October 30, 2003
Sour grapes
Last night at Write Club, I was discussing my NaNoWriMo plans with Mer and Julie, just sort of verbally tracing some of the places I want the novel (tentatively titled Girls Who Wear Glasses) to go. At one point I mentioned that the main character will get out of a bad relationship and spend some time deliberately alone rather than diving into another relationship. I think it was Mer who said something about having her turn down the 'hero' of the piece for just that reason, because otherwise it might seem like she "decided" to be alone because she couldn't find anybody else.
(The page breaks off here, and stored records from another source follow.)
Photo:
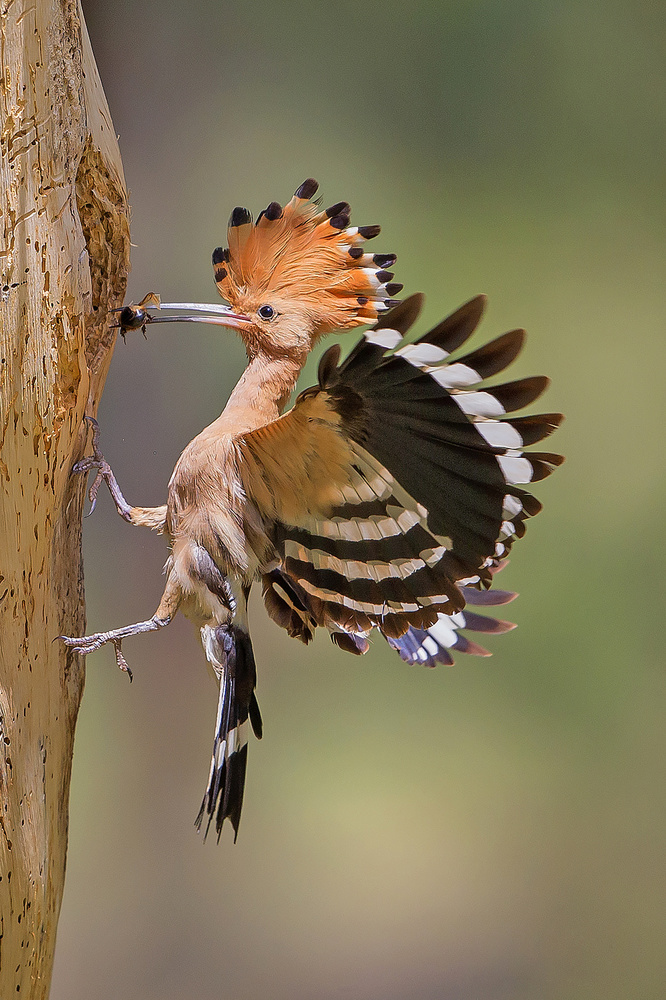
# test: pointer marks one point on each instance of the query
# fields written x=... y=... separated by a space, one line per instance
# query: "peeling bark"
x=64 y=260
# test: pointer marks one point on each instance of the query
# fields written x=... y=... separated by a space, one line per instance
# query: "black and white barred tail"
x=229 y=650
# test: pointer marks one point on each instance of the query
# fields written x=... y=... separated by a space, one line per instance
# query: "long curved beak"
x=133 y=317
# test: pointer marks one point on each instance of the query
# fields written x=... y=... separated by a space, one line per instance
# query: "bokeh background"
x=486 y=832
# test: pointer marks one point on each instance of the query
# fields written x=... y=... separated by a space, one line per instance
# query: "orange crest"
x=313 y=258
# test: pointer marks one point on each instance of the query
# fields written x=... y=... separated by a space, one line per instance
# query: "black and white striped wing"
x=429 y=491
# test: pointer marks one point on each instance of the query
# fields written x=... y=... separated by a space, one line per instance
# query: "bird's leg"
x=90 y=643
x=166 y=610
x=104 y=472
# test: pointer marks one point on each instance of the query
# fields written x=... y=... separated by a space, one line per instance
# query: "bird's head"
x=299 y=272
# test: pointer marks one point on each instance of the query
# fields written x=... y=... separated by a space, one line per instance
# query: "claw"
x=120 y=659
x=104 y=472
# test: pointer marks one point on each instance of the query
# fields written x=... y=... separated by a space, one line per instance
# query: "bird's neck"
x=263 y=391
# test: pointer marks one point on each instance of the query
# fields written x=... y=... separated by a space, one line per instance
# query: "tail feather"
x=229 y=650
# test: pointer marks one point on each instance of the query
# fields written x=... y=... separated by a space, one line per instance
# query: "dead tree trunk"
x=64 y=260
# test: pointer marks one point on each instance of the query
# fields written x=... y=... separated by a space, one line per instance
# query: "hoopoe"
x=386 y=498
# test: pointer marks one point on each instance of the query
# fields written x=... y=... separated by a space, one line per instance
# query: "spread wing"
x=394 y=488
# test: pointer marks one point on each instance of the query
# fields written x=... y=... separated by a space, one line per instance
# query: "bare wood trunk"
x=64 y=260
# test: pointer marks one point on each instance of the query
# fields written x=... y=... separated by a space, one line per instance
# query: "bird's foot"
x=104 y=473
x=91 y=643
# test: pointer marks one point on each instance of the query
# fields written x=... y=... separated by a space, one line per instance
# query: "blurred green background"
x=486 y=832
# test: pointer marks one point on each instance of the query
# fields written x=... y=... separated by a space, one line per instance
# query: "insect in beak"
x=137 y=317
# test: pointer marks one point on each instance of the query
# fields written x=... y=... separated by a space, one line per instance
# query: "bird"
x=385 y=500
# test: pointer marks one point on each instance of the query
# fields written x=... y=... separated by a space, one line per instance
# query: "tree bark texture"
x=64 y=260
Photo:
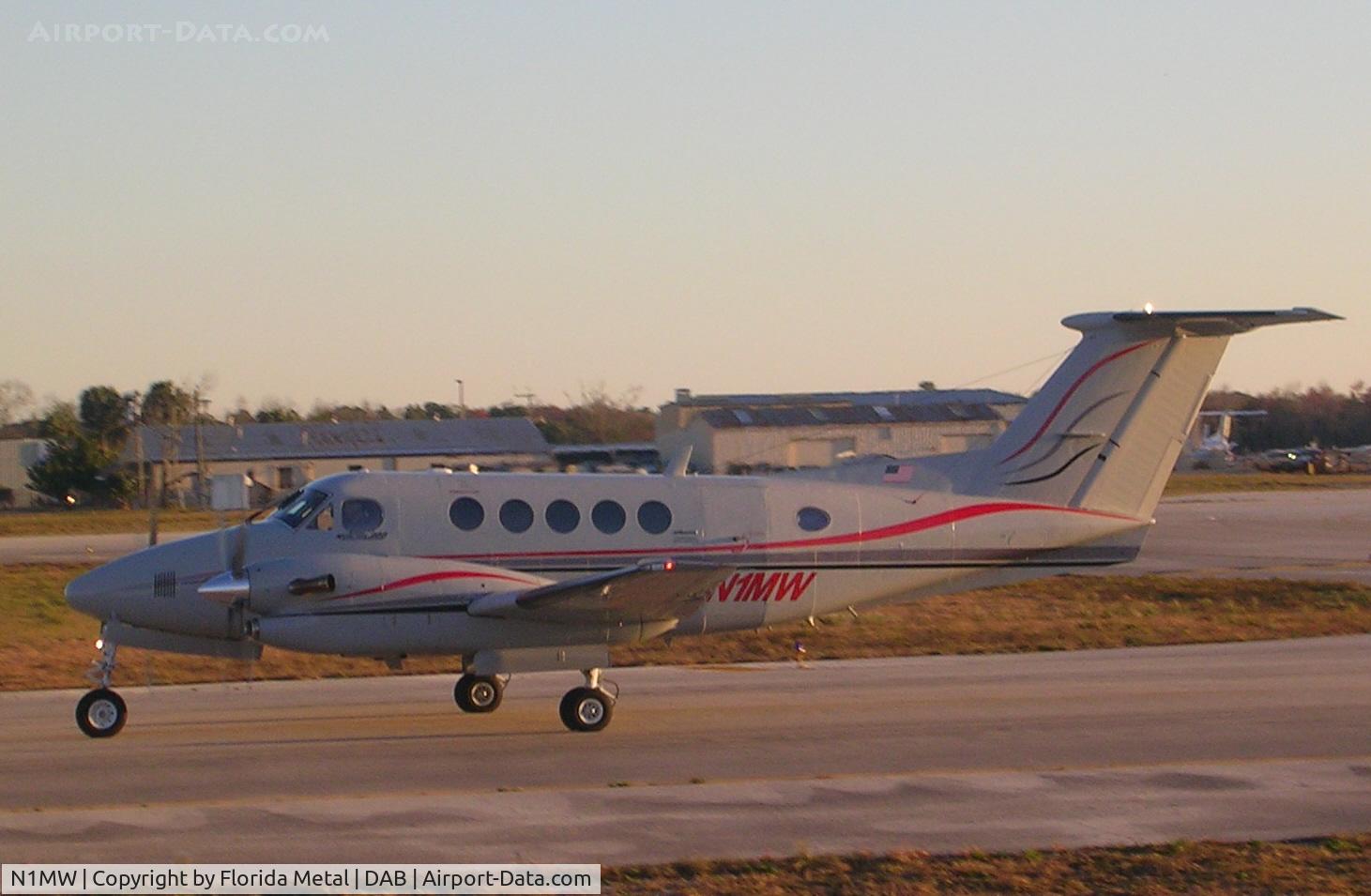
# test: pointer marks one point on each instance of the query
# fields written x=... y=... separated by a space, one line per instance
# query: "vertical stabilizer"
x=1108 y=426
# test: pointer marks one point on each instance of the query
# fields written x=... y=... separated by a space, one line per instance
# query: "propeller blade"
x=240 y=550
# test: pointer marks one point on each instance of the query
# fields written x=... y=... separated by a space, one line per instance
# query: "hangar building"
x=282 y=456
x=740 y=433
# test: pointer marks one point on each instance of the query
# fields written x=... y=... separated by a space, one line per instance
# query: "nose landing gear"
x=101 y=713
x=587 y=708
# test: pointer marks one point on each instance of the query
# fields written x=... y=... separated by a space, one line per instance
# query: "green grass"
x=44 y=645
x=86 y=523
x=1327 y=866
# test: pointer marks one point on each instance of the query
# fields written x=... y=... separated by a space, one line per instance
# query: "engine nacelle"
x=368 y=580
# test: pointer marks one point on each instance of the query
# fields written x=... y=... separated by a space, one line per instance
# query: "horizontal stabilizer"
x=1193 y=322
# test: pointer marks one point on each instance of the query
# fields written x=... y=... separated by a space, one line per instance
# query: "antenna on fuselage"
x=678 y=462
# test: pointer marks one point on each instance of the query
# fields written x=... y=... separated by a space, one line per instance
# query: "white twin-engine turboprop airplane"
x=541 y=571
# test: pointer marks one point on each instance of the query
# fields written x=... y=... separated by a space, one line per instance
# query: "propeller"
x=232 y=586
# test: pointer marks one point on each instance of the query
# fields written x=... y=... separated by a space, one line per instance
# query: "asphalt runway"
x=1287 y=535
x=945 y=752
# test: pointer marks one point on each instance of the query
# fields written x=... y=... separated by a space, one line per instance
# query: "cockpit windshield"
x=299 y=508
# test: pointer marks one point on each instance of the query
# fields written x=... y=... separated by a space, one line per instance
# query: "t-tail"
x=1105 y=431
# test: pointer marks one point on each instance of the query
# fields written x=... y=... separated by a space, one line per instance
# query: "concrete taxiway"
x=1287 y=535
x=1223 y=740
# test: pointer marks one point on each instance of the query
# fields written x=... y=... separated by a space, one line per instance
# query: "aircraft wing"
x=650 y=592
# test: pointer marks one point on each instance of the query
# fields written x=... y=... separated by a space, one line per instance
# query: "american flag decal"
x=898 y=473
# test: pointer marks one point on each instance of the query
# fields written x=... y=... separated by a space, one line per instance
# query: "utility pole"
x=202 y=470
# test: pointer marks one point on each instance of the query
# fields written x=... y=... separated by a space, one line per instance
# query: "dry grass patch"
x=1332 y=866
x=1053 y=614
x=45 y=645
x=1216 y=482
x=85 y=523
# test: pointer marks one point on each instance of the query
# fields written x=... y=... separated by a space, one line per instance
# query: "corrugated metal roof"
x=857 y=416
x=887 y=399
x=388 y=439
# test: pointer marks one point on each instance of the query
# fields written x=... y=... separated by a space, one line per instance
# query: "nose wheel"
x=479 y=693
x=587 y=708
x=101 y=713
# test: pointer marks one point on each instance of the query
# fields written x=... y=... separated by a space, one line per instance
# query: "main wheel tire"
x=478 y=693
x=101 y=713
x=587 y=708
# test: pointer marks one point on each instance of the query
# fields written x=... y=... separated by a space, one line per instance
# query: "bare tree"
x=14 y=398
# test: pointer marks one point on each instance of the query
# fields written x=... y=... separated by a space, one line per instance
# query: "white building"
x=17 y=455
x=738 y=433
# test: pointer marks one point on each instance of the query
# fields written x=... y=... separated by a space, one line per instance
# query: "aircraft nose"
x=91 y=594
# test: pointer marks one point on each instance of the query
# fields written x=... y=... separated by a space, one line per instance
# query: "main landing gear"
x=479 y=693
x=586 y=708
x=101 y=713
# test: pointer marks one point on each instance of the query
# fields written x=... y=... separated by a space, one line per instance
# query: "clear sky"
x=725 y=196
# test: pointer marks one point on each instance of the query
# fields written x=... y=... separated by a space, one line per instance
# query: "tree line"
x=1317 y=416
x=86 y=439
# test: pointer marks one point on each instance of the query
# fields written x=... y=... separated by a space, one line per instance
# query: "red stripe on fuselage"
x=1071 y=390
x=922 y=524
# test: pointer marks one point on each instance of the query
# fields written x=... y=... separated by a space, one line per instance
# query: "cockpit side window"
x=323 y=521
x=360 y=515
x=299 y=508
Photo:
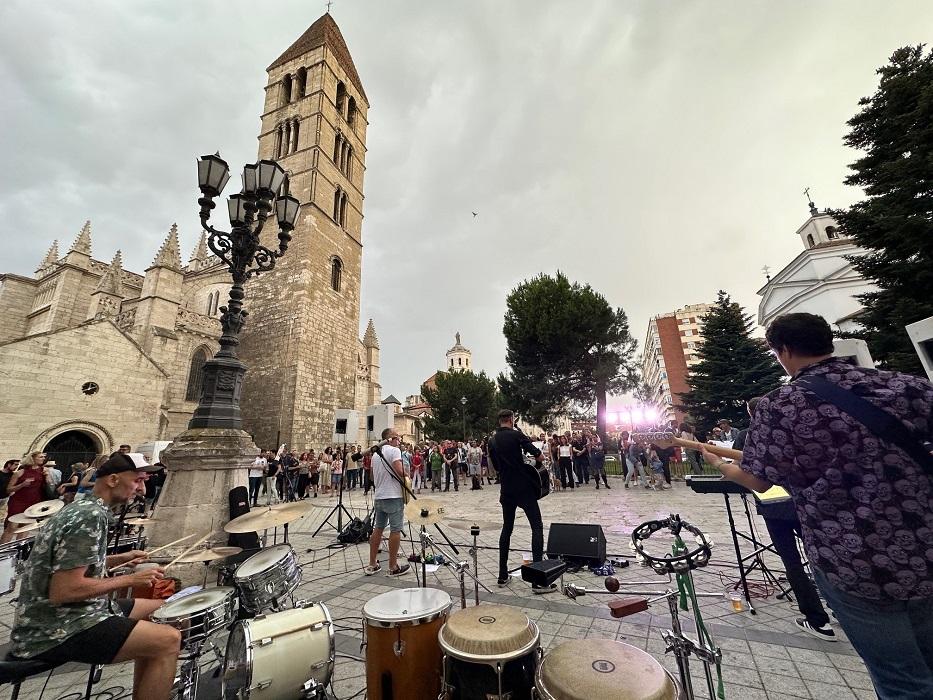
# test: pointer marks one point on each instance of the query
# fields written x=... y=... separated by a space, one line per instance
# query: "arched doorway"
x=70 y=447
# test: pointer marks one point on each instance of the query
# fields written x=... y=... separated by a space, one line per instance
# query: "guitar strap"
x=399 y=480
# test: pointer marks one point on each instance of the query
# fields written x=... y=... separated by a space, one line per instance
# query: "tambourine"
x=670 y=564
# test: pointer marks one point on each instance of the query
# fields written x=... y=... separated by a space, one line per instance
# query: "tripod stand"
x=339 y=509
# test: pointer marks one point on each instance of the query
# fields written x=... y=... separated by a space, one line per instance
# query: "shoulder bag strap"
x=877 y=420
x=398 y=479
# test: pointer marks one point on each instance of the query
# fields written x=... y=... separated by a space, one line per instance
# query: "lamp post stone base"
x=203 y=465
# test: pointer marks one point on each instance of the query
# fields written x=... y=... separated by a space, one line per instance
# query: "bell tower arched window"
x=196 y=374
x=336 y=274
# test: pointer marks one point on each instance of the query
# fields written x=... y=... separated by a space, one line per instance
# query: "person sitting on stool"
x=782 y=523
x=63 y=613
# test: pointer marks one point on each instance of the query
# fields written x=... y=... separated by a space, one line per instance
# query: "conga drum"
x=583 y=669
x=490 y=652
x=403 y=658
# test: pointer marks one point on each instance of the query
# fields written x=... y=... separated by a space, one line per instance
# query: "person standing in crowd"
x=437 y=467
x=862 y=494
x=451 y=465
x=694 y=459
x=635 y=459
x=581 y=458
x=388 y=506
x=327 y=460
x=255 y=476
x=474 y=457
x=506 y=448
x=64 y=613
x=336 y=473
x=10 y=466
x=565 y=462
x=27 y=487
x=598 y=462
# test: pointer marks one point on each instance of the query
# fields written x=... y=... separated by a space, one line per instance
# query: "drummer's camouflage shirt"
x=74 y=537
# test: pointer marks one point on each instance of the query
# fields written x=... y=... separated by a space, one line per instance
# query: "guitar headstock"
x=659 y=438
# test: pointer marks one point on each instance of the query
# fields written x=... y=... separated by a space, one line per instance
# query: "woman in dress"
x=26 y=488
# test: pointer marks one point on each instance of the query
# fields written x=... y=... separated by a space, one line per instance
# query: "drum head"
x=488 y=631
x=406 y=605
x=582 y=669
x=194 y=603
x=263 y=560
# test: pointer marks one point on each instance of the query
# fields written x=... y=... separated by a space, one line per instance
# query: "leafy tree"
x=733 y=367
x=895 y=130
x=451 y=416
x=566 y=347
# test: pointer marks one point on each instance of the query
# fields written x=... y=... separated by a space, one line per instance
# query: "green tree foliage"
x=566 y=347
x=733 y=368
x=894 y=222
x=479 y=413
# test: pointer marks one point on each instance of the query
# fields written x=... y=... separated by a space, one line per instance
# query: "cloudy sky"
x=657 y=150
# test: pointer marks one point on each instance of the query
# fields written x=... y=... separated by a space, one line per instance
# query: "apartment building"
x=670 y=350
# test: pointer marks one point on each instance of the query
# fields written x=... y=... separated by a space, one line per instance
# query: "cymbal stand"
x=474 y=550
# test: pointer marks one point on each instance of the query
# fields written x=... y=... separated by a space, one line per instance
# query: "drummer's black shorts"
x=98 y=644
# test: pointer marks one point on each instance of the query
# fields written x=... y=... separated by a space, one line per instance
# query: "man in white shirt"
x=388 y=476
x=256 y=472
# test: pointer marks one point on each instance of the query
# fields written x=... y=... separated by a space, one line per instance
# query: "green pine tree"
x=895 y=221
x=733 y=368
I'm paraphrasing terribly.
I completely know that Mer didn't direct that at me (the novel is hugely autobiographical, and I also decided to do the alone thing for a while), but it got me started thinking, particularly after the pseudo-argument my mom and I had last night. I wore makeup to my job interview, and after mentioning that it looked nice, she said, "You need to wear makeup more often, because you're getting to be of an age where you can't get away without it." Again, paraphrasing.
I had a mini-explosion of feminism all over her. I pointed out that no one would tell a 31 year old man that. To which she said, "Yeah, but no one would tell a 13 year old boy that either." Exactly, I say. I wear makeup when I want to. If the 31 year old man doesn't 'have to', then why should I? She seemed a little taken aback, but made a sort of retreat, commenting on me fighting the system. I may have given her something to think about. Of course, that something might be, "Wow, my daughter's weird."
But anyway, the conjunction of the two conversations got me started thinking. What if all my activist notions are just sour grapes? I've heard the derogatory comments about women who are feminists because they can't get a man--is that me? Am I single because I choose to be or because nobody wants me? Am I into fat acceptance because I know I'll never be thin? Or worse--because I'm too lazy to try to be thin? Is it the same with all my appearance issues, like makeup and leg shaving and all of that? Did I label laziness and sloppiness as feminism because it's easier that way?
Am I single because it's easier than trying to find love? I mean, you never get rejected if you don't put yourself out there, right? It's not that I'm totally uninterested in finding Mr. (or hell, Ms.) Right, it's just that there doesn't seem to be any real percentage in spending huge amounts of time and energy trying to track them down.
Am I just lazy? I don't think so. But right now I'm not sure. I feel like I'm calling this enormous portion of my life into question and I'm not really sure I want to answer those questions.